Last week’s Flash Back Friday featured my 1987 Dodge Shadow Shelby CSX, which might have you thinking I’ve made a typo above and I’m just double-posting about the same car. But no, my 1989 Shelby CSX was an entirely different car. Sure, they shared the same starting point (a Dodge Shadow) and they used the same basic drivetrain (an intercooled, turbocharged 2.2-liter inline-4 mated to a 5-speed manual transmission) but that’s where the similarities ended.
It’s worth noting that Shelby also offered a 1988 version of this car, but where the first year (1987) CSX was a black-and-gray model offered with an intercooled 2.2-liter to consumers, the 1988 Shelby CSX-T was missing the intercooler and was only offered to Thrifty (thus the “T” in the name) rental car agencies as a throwback to the 1966 Shelby GT350H rental car Mustang. The 1988 Turbo I engine was rated at just 146 horsepower, and 1000 of these CSX models were produced, the same number as the 1987 model.

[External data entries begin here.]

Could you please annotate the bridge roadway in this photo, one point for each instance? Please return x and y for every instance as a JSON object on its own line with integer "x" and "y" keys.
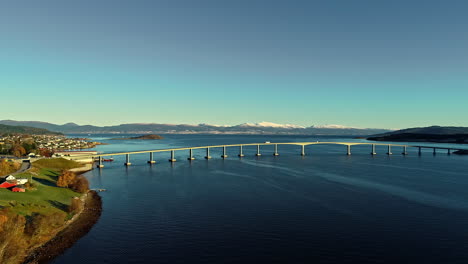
{"x": 302, "y": 144}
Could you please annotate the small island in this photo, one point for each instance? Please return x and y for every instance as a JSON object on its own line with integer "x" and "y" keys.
{"x": 436, "y": 134}
{"x": 147, "y": 137}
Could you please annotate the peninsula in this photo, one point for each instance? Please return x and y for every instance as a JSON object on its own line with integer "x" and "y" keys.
{"x": 437, "y": 134}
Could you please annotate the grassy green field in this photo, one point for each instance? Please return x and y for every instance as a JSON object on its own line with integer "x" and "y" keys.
{"x": 45, "y": 197}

The 1989 Shelby CSX featured several upgrades from the ’87-’88 versions. First, the intercooler returned to the turbocharged 2.2-liter engine, ensuring more power under a wider range of ambient temperature. Second, the engine featured an entirely new “variable-nozzle turbo” technology. The 1989 Shelby CSX is officially called the “CSX-VNT” though I never heard anyone refer to it that way the entire 4 years I owned mine. This was also the rarest of the three Shelby CSX model years, with only 500 produced.